Thursday, April 25, 2013

Why don't books disrupt higher education?

I am quite excited to let you know that in addition to writing here on my personal blog, I will also be doing some blogging over at the new YEP-DC blog, Recess, on a monthly basis. My first post is up now, and it features me playing the role of Old Man CJ and harumphing a bit about how exaggerated I find claims about educational technology (especially MOOCs).

In reading a recent Op-Ed in the Times that shares some of my disillusionment with MOOCs, I was struck by a sentence that made me think that I maybe wasn't harsh enough in my assessment over at Recess. In his piece, A.J. Jacobs notes:  "On the other hand, how can I really complain? I’m getting Ivy League (or Ivy League equivalent) wisdom free. Anyone can, whether you live in South Dakota or Senegal, whether it’s noon or 5 a.m., whether you’re broke or a billionaire."

The implication here is that lectures from prestigious professors are the core of an Ivy League education.
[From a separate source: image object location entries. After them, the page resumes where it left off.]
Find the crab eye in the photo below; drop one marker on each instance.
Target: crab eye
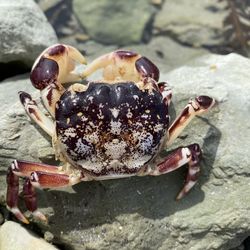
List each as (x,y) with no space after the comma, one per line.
(44,73)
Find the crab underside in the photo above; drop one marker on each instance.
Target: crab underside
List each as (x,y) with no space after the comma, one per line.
(111,128)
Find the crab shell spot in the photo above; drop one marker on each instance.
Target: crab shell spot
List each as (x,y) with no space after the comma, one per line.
(44,73)
(147,69)
(124,54)
(56,50)
(109,128)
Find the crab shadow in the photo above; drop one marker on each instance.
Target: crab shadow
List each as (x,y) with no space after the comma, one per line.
(95,203)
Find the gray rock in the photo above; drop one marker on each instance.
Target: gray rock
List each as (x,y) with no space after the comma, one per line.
(14,237)
(163,52)
(193,22)
(25,31)
(140,212)
(114,22)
No doubt, that's an important part of the whole deal, but I remain unconvinced that it's as valuable as it seems at first glance. It overlooks the importance of peer effects, which experience tells me has always been a crucial force in my own education. Amplify that to the level of peers you encounter in the Ivy League and you're talking about an incredibly influential factor that doesn't come with MOOCs. 

But the more damning piece of evidence running against the notion that MOOCs ought to be disruptive by virtue of the fact that the deliver an Ivy League experience in a more efficient way is that books already do the same thing. Lots of professors whose lectures demand a premium at the best universities around the country and world write books about the subject they teach. Lots of non-professors-but-still-really-smart-and-informed-people also write informative books on a range of subjects. And often those books feature explanations that have been contemplated at great length, edited, and made generally consumable. You can read books in your home, on the metro, in places without Wi-fi. Your access is constrained only by an upfront (relatively small) investment in paying for the book. Indeed, what's amazing about books is that you can even learn directly from amazing professors or thinkers who are dead, something no university, no matter the size of its endowment, can promise you. And yet the self-study allowed by books has never threatened universities because universities offer a delivery method that is of a different kind completely and offers advantages books (or online lectures) cannot.